Phyllis Tickle has written her fourth book on the emergent church aptly titled, “Emergence Christianity.” A sympathetic look to the non-movement movement, she does an admirable job of assimilating and distilling in about 200 pages where things have been, where they are and where they might go.
If that sounds a little vague, welcome to emergent.
Tickle suggests that we are living in the age of The Great Emergence across the world. Quite a bold claim, especially for one living in the middle of it! And this book seeks to describe how a certain group of “Christians” are adapting to it.
It won’t surprise you that a book that repeatedly identifies Brian McLaren as “the Martin Luther of Emergence internationally” is not going to be my favorite. Yet, I found one section near the end surprisingly encouraging.
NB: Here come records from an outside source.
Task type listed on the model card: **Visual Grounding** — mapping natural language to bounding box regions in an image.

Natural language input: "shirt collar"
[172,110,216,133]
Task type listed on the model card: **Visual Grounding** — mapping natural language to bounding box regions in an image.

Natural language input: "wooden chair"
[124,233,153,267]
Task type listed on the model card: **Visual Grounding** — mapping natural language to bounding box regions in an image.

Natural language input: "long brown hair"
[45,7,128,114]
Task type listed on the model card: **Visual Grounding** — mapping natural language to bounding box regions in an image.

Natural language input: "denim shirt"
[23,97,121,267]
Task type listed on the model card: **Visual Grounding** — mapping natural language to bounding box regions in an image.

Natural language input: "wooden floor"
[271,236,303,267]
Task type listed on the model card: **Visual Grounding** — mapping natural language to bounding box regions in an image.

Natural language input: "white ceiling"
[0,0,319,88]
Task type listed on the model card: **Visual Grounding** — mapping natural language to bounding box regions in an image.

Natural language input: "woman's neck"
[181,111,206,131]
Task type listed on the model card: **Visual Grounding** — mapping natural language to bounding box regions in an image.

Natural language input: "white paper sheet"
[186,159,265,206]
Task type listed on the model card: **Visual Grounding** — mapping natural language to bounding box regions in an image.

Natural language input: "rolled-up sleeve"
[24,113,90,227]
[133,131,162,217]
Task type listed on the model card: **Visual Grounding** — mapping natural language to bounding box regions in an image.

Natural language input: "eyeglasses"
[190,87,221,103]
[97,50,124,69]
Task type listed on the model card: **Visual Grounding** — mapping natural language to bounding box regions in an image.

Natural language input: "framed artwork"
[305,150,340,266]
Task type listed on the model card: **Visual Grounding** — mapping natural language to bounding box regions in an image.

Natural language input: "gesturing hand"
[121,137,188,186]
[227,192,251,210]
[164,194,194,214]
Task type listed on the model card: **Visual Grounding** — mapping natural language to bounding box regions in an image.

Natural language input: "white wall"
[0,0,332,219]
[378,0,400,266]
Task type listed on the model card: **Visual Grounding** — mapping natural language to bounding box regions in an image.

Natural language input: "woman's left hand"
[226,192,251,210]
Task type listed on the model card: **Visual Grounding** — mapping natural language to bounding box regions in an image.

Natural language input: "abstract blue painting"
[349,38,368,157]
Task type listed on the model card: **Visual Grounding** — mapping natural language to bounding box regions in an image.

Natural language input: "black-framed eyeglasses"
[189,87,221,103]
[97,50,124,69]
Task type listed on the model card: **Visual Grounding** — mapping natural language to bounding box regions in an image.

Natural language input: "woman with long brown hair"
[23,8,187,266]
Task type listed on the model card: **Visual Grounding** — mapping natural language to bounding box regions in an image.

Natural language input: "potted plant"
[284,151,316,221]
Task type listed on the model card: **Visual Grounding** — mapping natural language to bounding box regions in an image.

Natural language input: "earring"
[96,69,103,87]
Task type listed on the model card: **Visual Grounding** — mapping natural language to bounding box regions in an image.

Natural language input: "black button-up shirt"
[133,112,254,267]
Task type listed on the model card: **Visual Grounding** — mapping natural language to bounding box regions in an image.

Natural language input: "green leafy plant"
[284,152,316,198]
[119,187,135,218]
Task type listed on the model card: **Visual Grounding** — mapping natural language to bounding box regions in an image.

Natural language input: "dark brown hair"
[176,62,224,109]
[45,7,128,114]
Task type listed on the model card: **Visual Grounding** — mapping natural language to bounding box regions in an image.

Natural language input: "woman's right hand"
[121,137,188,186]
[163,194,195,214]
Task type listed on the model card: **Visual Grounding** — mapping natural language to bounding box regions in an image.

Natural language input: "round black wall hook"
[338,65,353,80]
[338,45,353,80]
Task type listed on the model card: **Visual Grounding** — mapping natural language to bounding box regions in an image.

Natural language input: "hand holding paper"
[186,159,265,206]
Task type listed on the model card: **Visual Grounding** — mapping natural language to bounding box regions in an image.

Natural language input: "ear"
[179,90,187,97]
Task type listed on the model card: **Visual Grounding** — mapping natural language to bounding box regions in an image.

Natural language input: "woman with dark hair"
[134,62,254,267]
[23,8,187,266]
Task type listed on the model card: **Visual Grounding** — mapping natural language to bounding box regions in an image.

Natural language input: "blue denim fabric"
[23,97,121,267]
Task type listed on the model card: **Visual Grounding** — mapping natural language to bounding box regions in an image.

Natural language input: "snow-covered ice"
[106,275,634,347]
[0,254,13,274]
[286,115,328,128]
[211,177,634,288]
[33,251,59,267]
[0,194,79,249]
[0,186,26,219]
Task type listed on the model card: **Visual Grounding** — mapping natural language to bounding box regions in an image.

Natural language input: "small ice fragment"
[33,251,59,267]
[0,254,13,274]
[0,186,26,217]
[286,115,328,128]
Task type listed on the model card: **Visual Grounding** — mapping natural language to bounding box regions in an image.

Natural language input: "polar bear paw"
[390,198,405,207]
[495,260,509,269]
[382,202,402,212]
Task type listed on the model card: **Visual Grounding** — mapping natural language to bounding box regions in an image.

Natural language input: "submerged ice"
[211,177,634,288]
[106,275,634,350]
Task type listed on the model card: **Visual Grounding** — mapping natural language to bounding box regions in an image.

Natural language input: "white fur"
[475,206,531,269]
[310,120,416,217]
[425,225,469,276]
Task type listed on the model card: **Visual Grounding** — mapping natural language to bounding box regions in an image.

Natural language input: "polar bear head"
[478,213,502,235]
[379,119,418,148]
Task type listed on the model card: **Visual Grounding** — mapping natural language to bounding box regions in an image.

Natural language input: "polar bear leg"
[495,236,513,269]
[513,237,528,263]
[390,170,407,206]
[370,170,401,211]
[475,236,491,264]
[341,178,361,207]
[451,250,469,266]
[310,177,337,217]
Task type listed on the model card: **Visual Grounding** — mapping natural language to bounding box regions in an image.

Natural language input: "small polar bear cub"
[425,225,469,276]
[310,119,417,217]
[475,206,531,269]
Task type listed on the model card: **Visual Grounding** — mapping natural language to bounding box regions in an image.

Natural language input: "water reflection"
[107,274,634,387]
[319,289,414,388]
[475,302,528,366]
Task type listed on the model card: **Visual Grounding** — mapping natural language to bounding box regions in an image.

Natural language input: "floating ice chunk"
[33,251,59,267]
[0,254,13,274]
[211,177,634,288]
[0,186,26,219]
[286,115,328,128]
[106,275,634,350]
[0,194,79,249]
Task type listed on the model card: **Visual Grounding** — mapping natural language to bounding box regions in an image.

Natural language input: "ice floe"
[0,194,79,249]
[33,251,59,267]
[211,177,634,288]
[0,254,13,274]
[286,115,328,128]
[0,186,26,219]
Tickle, against the consensus of most observers, suggests that Emergence Christianity is not in decline, but in a stage of reconfiguration, even maturation. As she describes the influences on this process, she notes the place of the New Calvinism. Of that movement she writes:
“As such and because of its sheer size, it will also be a participant in, or at the very least a potent influence upon, the events and decisions that, during the coming decades, will determine the shape of Emergence Christianity in its full maturity.” (189)
I found that sentence strangely hope-giving. I most certainly do want to help shape Emergence Christianity! And I think the New Calvinism (which is not just the Old Calvinism, but the message of the Bible itself) is uniquely gifted to do just that. The world of Emergence Christianity that Tickle describes is like the early creation, “formless and void.” But those who take the Scriptures at face value are able to speak the Word and see something of real good come out of it.